Married filing jointly tax filers file a single tax return for two people. The amount of income it takes to move up tax brackets is much larger than for a single person due to the way the tax code works. This makes sense since the return essentially covers two people instead of just one.

The IRS has pretty strict guidelines for who can file under a certain status.
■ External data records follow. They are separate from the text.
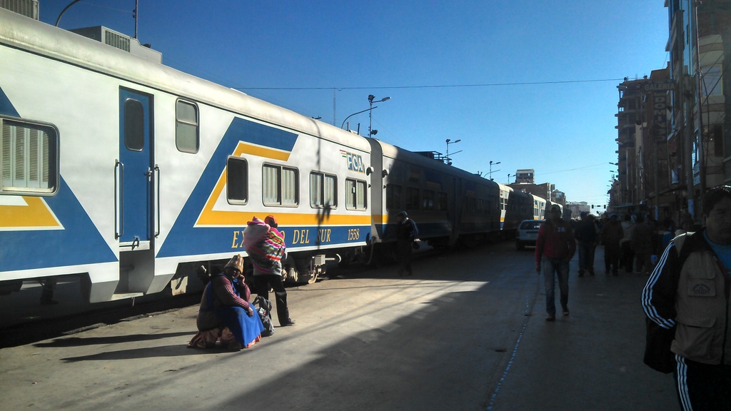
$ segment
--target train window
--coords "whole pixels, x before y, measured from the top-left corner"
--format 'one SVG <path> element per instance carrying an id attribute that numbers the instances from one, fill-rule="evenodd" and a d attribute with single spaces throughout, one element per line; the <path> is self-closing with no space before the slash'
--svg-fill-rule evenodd
<path id="1" fill-rule="evenodd" d="M 246 204 L 249 200 L 249 164 L 238 157 L 226 161 L 226 196 L 232 204 Z"/>
<path id="2" fill-rule="evenodd" d="M 131 151 L 145 148 L 145 108 L 135 99 L 124 101 L 124 146 Z"/>
<path id="3" fill-rule="evenodd" d="M 406 210 L 419 209 L 419 189 L 406 187 Z"/>
<path id="4" fill-rule="evenodd" d="M 447 211 L 447 193 L 446 192 L 438 192 L 438 193 L 436 193 L 436 211 Z"/>
<path id="5" fill-rule="evenodd" d="M 0 118 L 0 193 L 55 194 L 58 133 L 55 127 Z"/>
<path id="6" fill-rule="evenodd" d="M 262 200 L 265 205 L 297 206 L 299 203 L 296 168 L 264 165 L 262 178 Z"/>
<path id="7" fill-rule="evenodd" d="M 386 185 L 386 209 L 401 211 L 401 186 L 398 184 Z"/>
<path id="8" fill-rule="evenodd" d="M 195 154 L 200 146 L 198 108 L 178 100 L 175 103 L 175 147 L 183 153 Z"/>
<path id="9" fill-rule="evenodd" d="M 433 190 L 424 190 L 424 197 L 422 199 L 423 208 L 426 211 L 434 211 L 434 192 Z"/>
<path id="10" fill-rule="evenodd" d="M 365 210 L 368 206 L 366 183 L 360 180 L 345 179 L 345 208 L 348 210 Z"/>
<path id="11" fill-rule="evenodd" d="M 310 173 L 310 206 L 334 208 L 337 204 L 338 178 L 335 176 Z"/>

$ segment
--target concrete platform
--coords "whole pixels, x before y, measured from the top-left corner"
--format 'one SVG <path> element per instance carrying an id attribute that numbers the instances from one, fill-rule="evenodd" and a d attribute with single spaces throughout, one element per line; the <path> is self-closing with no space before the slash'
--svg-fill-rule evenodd
<path id="1" fill-rule="evenodd" d="M 646 277 L 572 263 L 571 314 L 547 323 L 532 258 L 503 244 L 290 288 L 297 325 L 240 352 L 186 347 L 197 306 L 2 349 L 0 410 L 678 409 L 642 363 Z"/>

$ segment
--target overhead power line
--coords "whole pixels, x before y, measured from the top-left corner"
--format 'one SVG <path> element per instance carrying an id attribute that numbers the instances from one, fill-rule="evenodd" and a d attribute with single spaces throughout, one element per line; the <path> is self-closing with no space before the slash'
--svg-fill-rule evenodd
<path id="1" fill-rule="evenodd" d="M 505 86 L 539 86 L 549 84 L 568 84 L 572 83 L 600 83 L 604 81 L 624 81 L 624 78 L 605 78 L 596 80 L 564 80 L 558 81 L 526 81 L 520 83 L 485 83 L 475 84 L 437 84 L 422 86 L 379 86 L 376 87 L 232 87 L 236 90 L 378 90 L 389 88 L 448 88 L 458 87 L 498 87 Z"/>

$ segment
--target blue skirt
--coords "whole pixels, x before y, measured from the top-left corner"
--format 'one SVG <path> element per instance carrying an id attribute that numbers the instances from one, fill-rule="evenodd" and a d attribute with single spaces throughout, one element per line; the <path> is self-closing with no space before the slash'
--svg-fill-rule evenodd
<path id="1" fill-rule="evenodd" d="M 236 341 L 244 347 L 254 342 L 264 331 L 264 325 L 256 309 L 251 317 L 246 314 L 246 310 L 238 306 L 217 308 L 215 312 L 231 331 Z"/>

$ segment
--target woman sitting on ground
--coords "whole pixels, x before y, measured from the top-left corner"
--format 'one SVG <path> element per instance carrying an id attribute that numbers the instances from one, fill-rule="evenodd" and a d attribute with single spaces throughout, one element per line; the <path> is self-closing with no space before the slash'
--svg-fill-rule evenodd
<path id="1" fill-rule="evenodd" d="M 196 321 L 198 333 L 188 343 L 194 348 L 249 348 L 261 341 L 264 325 L 249 303 L 251 292 L 243 282 L 243 258 L 235 255 L 224 272 L 211 276 L 203 290 Z"/>

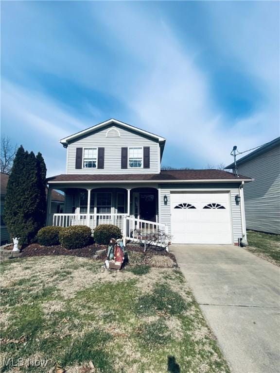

You should file as single if:

  • You were unmarried or legally separated on the last day of the tax year (December 31).
  • You don’t qualify for any other filing status.

You should file as married if:

  • You were married on the last day of the tax year (December 31).
  • Your spouse died during the tax year.

Note: if you file as married, filing separately, your tax bracket rates will be similar to the single filer’s tax bracket rates up to a certain level of income. If you file as married, filing jointly, your tax bracket rates will be different.

» MORE: Filing your taxes jointly or separately

You should file as head of household if:

  • You were unmarried or legally separated on the last day of the tax year (December 31).
  • You pay more than half of the household expenses.
  • You’re supporting at least one dependent child or a Qualifying Person. For someone to qualify as your dependent you should be providing at least half of their financial support.

Summary

These income tax brackets dictate how much federal income tax you will pay when you file your tax returns next year.

Remember, however, that these are marginal tax rates. That means that the highest rate applies only to money you earn above and beyond the upper limit of the lower rate.